[英]compressing files to .h5
I have a.h5 file from which I read some data, I order it in some way and then I save it to another.h5 file.我有一个.h5 文件,我从中读取了一些数据,我以某种方式对其进行排序,然后将其保存到另一个.h5 文件中。 Here is my code:
这是我的代码:
import h5py
import numpy as np
import pandas as pd
f = pd.read_hdf("input_file.h5")
dt = f.values
dt2 = np.transpose(np.transpose(dt)[0:2100])
dt3 = np.transpose(np.transpose(dt)[-1])
dt3 = dt3.reshape(1,len(dt3))
d2 = len(dt2[0])
d1 = len(dt2)
dt2 = dt2.reshape((len(dt2), len(dt2[0])//3, 3))
ordered_index = np.flip(dt2[:,:,0].argsort(),1)
dt2 = dt2[np.arange(len(dt2[:,:,0].argsort()))[:,None],ordered_index].reshape((d1,d2))
dt2 = np.transpose(dt2)
data = np.transpose(np.concatenate((dt2,dt3),axis=0))
df=pd.DataFrame(data=data[0:,0:], index=[i for i in range(data.shape[0])], columns=[str(i) for i in range(data.shape[1])])

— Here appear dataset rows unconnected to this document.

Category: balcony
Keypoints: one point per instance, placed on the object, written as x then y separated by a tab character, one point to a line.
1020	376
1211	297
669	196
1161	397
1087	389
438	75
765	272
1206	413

hf = h5py.File('ordered_pt_data.h5', 'w')
hf.create_dataset('dataset_ordered_pt', data=df)
hf.close()
The program runs fine, and when I print the new data (ie print(df)
) everything looks well (ie the data is ordered the way I want) and the ordered data has the same dimension as the input data.程序运行良好,当我打印新数据(即
print(df)
)时,一切看起来都很好(即数据按我想要的方式排序),并且有序数据与输入数据具有相同的维度。 However the input file "input_file.h5" has 2.6GB while the file I create has 18GB.但是输入文件“input_file.h5”有 2.6GB,而我创建的文件有 18GB。 What am I doing wrong?
我究竟做错了什么? Do i need to pass some extra parameter to compress the data more?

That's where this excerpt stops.